During summer 2020, I regularly visited an area of coarse grassland in the shelter of planted trees at Ravenmeols Local Nature Reserve near Formby. This supported plenty of flowering umbellifers that attracted a wide range of Diptera and Hymenoptera. On 25th July, I photographed a fairly large, unfamiliar tachinid on Wild Parsnip Pastinaca sativa at SD 2833 0558. Chris Raper, a national authority on the family, identified it as Linnaemya picta, a parasitoid of various noctuid caterpillars. L. picta has a mainly southern distribution in Britain, iRecord showing the northernmost sightings up to 2019 being in South Yorkshire and near Buxton in Derbyshire.

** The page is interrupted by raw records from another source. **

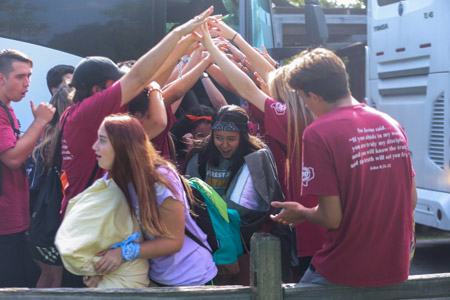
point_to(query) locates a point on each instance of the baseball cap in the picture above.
(94, 70)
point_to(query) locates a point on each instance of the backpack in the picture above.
(220, 224)
(45, 214)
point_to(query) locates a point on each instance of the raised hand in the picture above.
(219, 27)
(44, 112)
(290, 213)
(195, 22)
(110, 261)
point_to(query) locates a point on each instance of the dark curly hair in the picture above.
(208, 152)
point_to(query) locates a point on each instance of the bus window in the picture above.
(261, 31)
(387, 2)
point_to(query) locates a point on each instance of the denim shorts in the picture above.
(311, 276)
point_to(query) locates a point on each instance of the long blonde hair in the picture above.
(298, 118)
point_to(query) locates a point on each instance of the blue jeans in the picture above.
(311, 276)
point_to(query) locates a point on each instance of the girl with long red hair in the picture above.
(155, 194)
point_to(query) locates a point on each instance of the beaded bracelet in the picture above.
(232, 40)
(130, 249)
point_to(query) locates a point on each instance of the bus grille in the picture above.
(436, 145)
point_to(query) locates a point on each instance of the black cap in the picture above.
(94, 70)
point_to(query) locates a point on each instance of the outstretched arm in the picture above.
(156, 119)
(241, 82)
(328, 213)
(14, 157)
(261, 65)
(148, 66)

Bentley & Raper (2010) reported the first modern record of L. picta in 2009 at Denge Wood, Kent. Initially, the specimen was identified as the closely similar L. rossica, a mainly upland species; but further research established that L. picta was the correct determination. Similarly, specimens in the Natural History Museum collected in Kent during the 1950s by d’Assis Fonseca as L. rossica were also shown to be L. picta. There were no British records of the latter species between 1956 and 2009. Since its rediscovery in Kent in 2009, this tachinid has spread north rapidly and has now reached Merseyside. As the family is probably under-recorded, this insect could be more widespread than current observations suggest.
Acknowledgements
I am grateful to Phil Brighton and Chris Raper for correspondence on the identity of L. picta. Natalie Hunt kindly interrogated iRecord for the current distribution of this species.
Reference
Bentley, H. & Raper, C. (2010). Linnaemya picta (Meigen, 1824) (Diptera, Tachinidae) new to Britain. Dipterists Digest 17 (1): 77-78.